Ni Lara Croft , ni la princesa Leia , ni la teniente Ripley . Si pudiera transformarme en un personaje de ficción, elegiría ser Carrie Bradshaw , la protagonista de Sexo en Nueva York. Siempre he envidiado su glamour, sus manolos, vivir en Manhattan y, sobre todo, escribir un artículo de opinión en un periódico. No tengo su glamour, eso salta a la vista, los zapatos de tacón me dan vértigo y Manhattan me pilla un poco lejos. Sin embargo, ¡bien!, hace unos meses que escribo en el periódico. Así que Carrie y yo ya no somos tan diferentes. Vale, ella se asoma a su ventana y ve el Rockefeller Center, pero lo que yo veo desde la mía tampoco está nada mal.

En un acceso irrefrenable de entusiasmo y afinidad, me convenzo de que para ser almas gemelas lo único que me falta es escribir de lo que ella escribe: de sexo. Me pongo a ello. A escribir me refiero. Pero no sé por dónde empezar, la página sigue empeñada en hacerme un striptease, o sea en quedarse desnuda y, encima, me surgen mil dudas: ¿El sexo se vive igual en una gran ciudad que en un pueblo pequeño?, ¿tenemos las mismas fantasías?, ¿le damos la misma importancia? Temo no tener argumentos para contestar. Y temo que mis respuestas no estén a la altura de la promiscuidad y de la apertura de mente de la rubia neoyorquina.

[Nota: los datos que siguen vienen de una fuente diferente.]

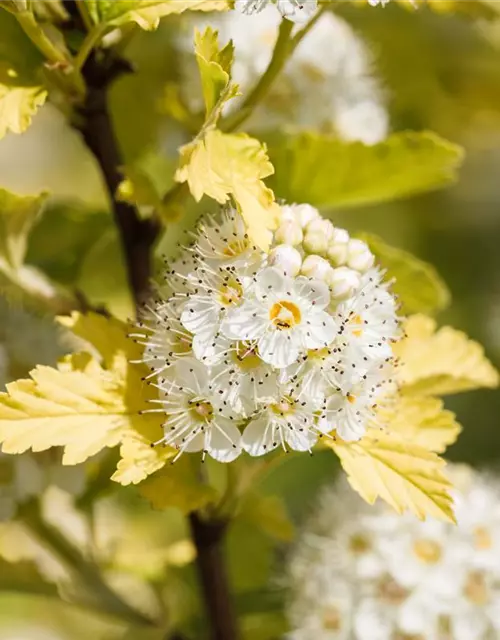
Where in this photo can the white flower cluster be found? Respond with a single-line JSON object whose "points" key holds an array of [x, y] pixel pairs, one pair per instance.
{"points": [[298, 11], [251, 351], [328, 83], [364, 573]]}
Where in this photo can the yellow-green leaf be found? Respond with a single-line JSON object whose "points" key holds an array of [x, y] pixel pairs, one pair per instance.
{"points": [[18, 214], [178, 485], [85, 405], [221, 165], [326, 172], [215, 70], [24, 577], [436, 362], [146, 13], [405, 475], [417, 283], [17, 107], [423, 421]]}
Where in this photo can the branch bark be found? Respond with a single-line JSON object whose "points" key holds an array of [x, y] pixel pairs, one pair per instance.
{"points": [[137, 235], [208, 537]]}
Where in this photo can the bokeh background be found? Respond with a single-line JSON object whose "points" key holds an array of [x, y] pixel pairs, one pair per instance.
{"points": [[432, 70]]}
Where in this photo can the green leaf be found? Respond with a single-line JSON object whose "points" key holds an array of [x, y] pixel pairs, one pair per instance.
{"points": [[17, 107], [178, 485], [419, 286], [17, 217], [24, 577], [146, 13], [215, 70], [327, 172]]}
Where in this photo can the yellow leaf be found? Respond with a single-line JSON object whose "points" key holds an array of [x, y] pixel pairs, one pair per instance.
{"points": [[178, 485], [423, 421], [221, 165], [440, 362], [215, 69], [406, 476], [85, 405], [17, 106]]}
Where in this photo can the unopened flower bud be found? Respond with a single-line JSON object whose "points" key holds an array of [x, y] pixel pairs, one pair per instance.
{"points": [[304, 214], [290, 233], [316, 267], [286, 258], [318, 234], [359, 256], [344, 282], [337, 249]]}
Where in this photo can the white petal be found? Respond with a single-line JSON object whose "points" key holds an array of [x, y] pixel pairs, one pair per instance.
{"points": [[225, 440], [258, 437], [200, 313], [193, 374], [279, 348], [271, 281], [319, 331], [300, 440], [315, 292], [247, 322]]}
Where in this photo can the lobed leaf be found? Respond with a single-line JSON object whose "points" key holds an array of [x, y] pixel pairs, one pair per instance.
{"points": [[146, 13], [418, 285], [440, 362], [18, 105], [221, 165], [422, 421], [405, 475], [85, 405], [326, 172]]}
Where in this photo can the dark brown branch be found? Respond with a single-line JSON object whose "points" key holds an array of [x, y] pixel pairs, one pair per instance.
{"points": [[208, 538], [138, 236]]}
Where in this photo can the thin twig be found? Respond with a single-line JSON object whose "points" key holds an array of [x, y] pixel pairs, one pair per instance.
{"points": [[80, 567], [208, 537]]}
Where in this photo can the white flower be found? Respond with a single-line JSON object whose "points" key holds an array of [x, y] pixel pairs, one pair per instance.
{"points": [[299, 11], [399, 578], [250, 7], [242, 379], [285, 316], [196, 421], [237, 340], [285, 422]]}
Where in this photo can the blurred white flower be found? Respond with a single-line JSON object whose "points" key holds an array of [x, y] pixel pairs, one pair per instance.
{"points": [[327, 84], [254, 351], [368, 574]]}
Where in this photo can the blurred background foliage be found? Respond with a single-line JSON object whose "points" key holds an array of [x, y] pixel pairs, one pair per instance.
{"points": [[439, 71]]}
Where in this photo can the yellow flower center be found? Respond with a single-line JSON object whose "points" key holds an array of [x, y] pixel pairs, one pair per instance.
{"points": [[230, 293], [284, 315], [428, 551], [246, 357], [332, 620], [392, 592], [201, 411], [359, 544], [233, 249], [284, 407]]}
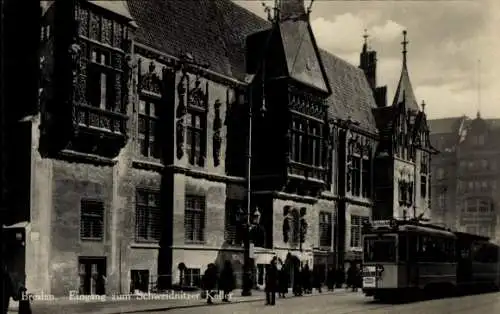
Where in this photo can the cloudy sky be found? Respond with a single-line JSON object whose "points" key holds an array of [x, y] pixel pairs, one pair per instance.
{"points": [[447, 40]]}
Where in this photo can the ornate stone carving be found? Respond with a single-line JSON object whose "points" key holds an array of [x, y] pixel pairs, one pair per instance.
{"points": [[74, 52], [83, 22], [117, 35], [150, 81], [94, 31], [107, 31], [196, 97], [180, 114], [287, 223], [217, 139]]}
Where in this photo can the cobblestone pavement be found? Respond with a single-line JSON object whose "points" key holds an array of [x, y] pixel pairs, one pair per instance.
{"points": [[351, 303]]}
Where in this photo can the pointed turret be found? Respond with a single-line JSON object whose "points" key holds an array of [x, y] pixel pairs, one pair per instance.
{"points": [[368, 63], [404, 92]]}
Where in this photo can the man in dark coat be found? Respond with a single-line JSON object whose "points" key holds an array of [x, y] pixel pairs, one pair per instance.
{"points": [[271, 282], [227, 280], [7, 288], [306, 279], [317, 278], [283, 281], [210, 282], [330, 279]]}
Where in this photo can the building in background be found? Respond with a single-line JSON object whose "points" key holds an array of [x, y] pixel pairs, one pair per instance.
{"points": [[131, 161], [465, 184]]}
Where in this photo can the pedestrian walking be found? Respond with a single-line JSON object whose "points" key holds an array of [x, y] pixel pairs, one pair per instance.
{"points": [[330, 278], [306, 279], [283, 279], [7, 289], [271, 282], [297, 281], [209, 282], [317, 278], [24, 301], [339, 277], [352, 274], [227, 280]]}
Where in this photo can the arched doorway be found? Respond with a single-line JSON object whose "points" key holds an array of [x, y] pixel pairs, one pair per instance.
{"points": [[292, 264]]}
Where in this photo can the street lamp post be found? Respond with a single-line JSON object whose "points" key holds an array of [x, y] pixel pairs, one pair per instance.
{"points": [[248, 259]]}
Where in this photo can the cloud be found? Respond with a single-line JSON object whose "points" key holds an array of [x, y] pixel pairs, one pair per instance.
{"points": [[444, 100], [343, 33], [388, 32]]}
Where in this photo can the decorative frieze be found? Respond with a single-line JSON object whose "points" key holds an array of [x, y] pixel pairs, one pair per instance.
{"points": [[180, 114], [217, 138], [150, 81]]}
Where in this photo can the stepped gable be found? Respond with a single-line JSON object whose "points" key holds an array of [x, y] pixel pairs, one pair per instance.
{"points": [[214, 31]]}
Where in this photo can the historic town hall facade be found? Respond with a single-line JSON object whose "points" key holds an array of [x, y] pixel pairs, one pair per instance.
{"points": [[138, 145]]}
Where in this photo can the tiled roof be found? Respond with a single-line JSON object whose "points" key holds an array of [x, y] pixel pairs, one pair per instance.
{"points": [[214, 31], [116, 6], [404, 92], [303, 63], [351, 95]]}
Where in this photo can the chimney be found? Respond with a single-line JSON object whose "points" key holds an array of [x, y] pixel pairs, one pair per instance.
{"points": [[368, 63]]}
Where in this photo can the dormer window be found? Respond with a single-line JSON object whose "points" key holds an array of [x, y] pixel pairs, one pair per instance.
{"points": [[480, 140], [101, 80]]}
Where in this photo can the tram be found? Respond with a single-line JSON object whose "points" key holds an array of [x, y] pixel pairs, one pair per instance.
{"points": [[407, 257]]}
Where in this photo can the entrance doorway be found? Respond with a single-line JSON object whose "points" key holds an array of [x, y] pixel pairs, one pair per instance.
{"points": [[92, 275], [139, 280]]}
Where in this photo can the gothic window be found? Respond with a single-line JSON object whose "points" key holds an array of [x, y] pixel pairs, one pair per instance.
{"points": [[234, 222], [101, 79], [325, 229], [402, 192], [91, 220], [356, 229], [315, 146], [409, 191], [196, 136], [306, 141], [295, 226], [148, 122], [442, 200], [194, 219], [354, 169], [147, 216], [480, 140], [366, 176], [424, 174], [440, 173]]}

Y, de repente, no sé por qué, me da por imaginar a Napoleón haciendo el amor con Josefina, luego veo en la misma situación a Burton y Liz Taylor , a continuación, visualizo a Chavela y Frida entre las sábanas y para terminar con esta secuencia erótico-imaginaria, incluyo a un montón de parejas más que no voy a desvelar; parejas de mi entorno o no, oficiales o clandestinas, de aquí y de allá, convencionales o diferentes, cosmopolitas o provincianas, da igual; unidas todas por la pasión. Ese sentimiento efímero y poderoso capaz de mover el mundo.

Tan básico y tan global que nos iguala y, a la vez, tan complejo y tan personal que nos hace sentir los más atractivos, los más imprescindibles, los más maravillosos seres de la tierra. En Nueva York o en La Vera. Qué más da.